Does Hand Grip Help With Arthritis? 9 Exercises for Hands

Does hand grip help with arthritis?
Hands are one of the most used parts of the body and almost every action is accompanied by stiffness or pain.

Because your hands are engaged in multiple functions every day, hand strength is a powerful predictor of your overall capacity to function and how severe your arthritis is.

Strengthening grip is a simple method to keep the joints, muscles, and bones functioning properly. Furthermore, studies show that a firm grasp is a predictor of general health and lifespan.

How does arthritis affect your hands?

Arthritis of any type can affect small joints of your hands, which may be quite frustrating. Hands are one of the most used parts of the body and almost every action is accompanied by stiffness or pain, which can be extremely challenging.

Hand arthritis causes:

  • The decline in grip strength.
  • Problems doing daily chores.
  • A loss of productive work time.
  • Diminished capacity to execute manual activities.

Why is hand grip important?

Many ordinary activities, particularly those involving grasping, lifting, tugging, and transporting items require hands. Strong muscles and healthy joints in the hands, wrists, and forearms play an important part when you are lifting a sofa, walking the dog, opening a jar, or swinging a golf club.

Grip strength is an excellent indicator of lifespan. Research has proven that grip is a stronger predictor of all-cause and cardiovascular-related mortality than systolic blood pressure.
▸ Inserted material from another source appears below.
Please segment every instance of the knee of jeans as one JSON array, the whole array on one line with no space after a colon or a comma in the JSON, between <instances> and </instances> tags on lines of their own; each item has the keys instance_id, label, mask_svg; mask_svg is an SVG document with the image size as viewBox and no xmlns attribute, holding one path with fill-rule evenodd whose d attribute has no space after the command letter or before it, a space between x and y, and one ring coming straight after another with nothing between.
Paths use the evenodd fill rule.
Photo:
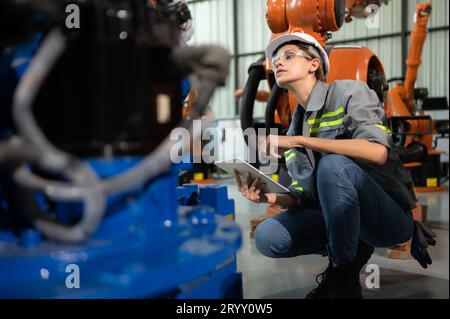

One of the most important management measures for arthritis is to preserve the grip while avoiding overstressing the joints. Instead of doing nothing, modify the way you use your hands.

9 ways to build up grip strength

Most cases of handgrip weakness may be treated at home with immobilization, over-the-counter medicines, and exercise.

  1. Wrist extension
    • Hold one arm out in front of you at shoulder height.
    • Make a stop sign with your hand and slowly draw the palm back toward your body with your other hand. A stretch should be felt in your inner forearm.
    • Hold for 10 seconds, then relax and repeat on each side five times. You may use this as a warmup before performing grip workouts.
  2. Wrist flexion
    • Hold one arm out in front of you at shoulder height.
    • With your palm facing away from your body and your fingers pointing down, gradually bring the palm back toward your body with your other hand. This should be felt in your outside forearm.
    • Hold the stretch for 10 seconds, then rest before repeating it five times on each side.
  3. Full finger extension
    • You may perform this exercise by slowly creating a fist and then slowly expanding and stretching your fingers as wide as you can.
    • Return to the starting position after three to five seconds. However, to truly enhance your strength, you must practice with resistance. The continuous degree of resistance throughout the whole range of motion will put your intrinsic and extrinsic extensors to the test. This will provide you the opportunity to focus on increasing your range of motion, dexterity, and control.
  4. Thumb touches
    • Connect the tips of each finger to your thumb, one at a time, to form an O shape.
    • Repeat as needed. You may use various tools to enhance the range of motion in your thumb and fingers while training your forearm flexor and extensor muscles. Building strength in this manner will go a long way toward relieving pain.
  5. Pinching
    • In contrast to the fingers, pinching entails holding something with the thumbs. This can be both static and dynamic.
    • Static refers to no movement, such as clasping aboard, and dynamic refers to action, such as gripping the clamp handles with force.
  6. Supporting
    • Supporting involves raising something, usually in an isometric fashion, such as deadlifts, rows, and kettlebell exercises, with the fingers bearing most of the weight.
    • It is worth mentioning that supporting demands you to wrap your fingers tightly around the handle. If the handle is wide enough to allow a space between the fingers and thumb, it is referred to as open hand support.
  7. Battle ropes
    • Battle ropes are commonly used for muscular and cardiovascular fitness, yet for some even holding onto the ropes may be difficult.
    • Grasp one end of the rope in each hand and experiment with double waves (moving both arms up and down quickly) and alternating waves (raising one arm while lowering the other).
  8. Dead hang
    • Try dead hangs or pull-up holds at a playground if you have access to a pull-up bar or monkey bars.
    • To do a dead hang, jump or step up to grab both hands on the bar.
    • Hang straight-armed for as long as possible, taking care to retract your scapula to drag your shoulders down and back away from your ears.
    • Make the hang more difficult by performing a pull-up and remaining in the top position.
  9. Over-the-counter medications
    • Non-steroidal anti-inflammatory drugs (NSAIDs), such as ibuprofen, naproxen, or aspirin, may help alleviate symptoms of hand weakness caused by inflammation or discomfort. These drugs are frequently used to treat the symptoms of arthritis and other inflammatory disorders, but they do not address the underlying source of the problem.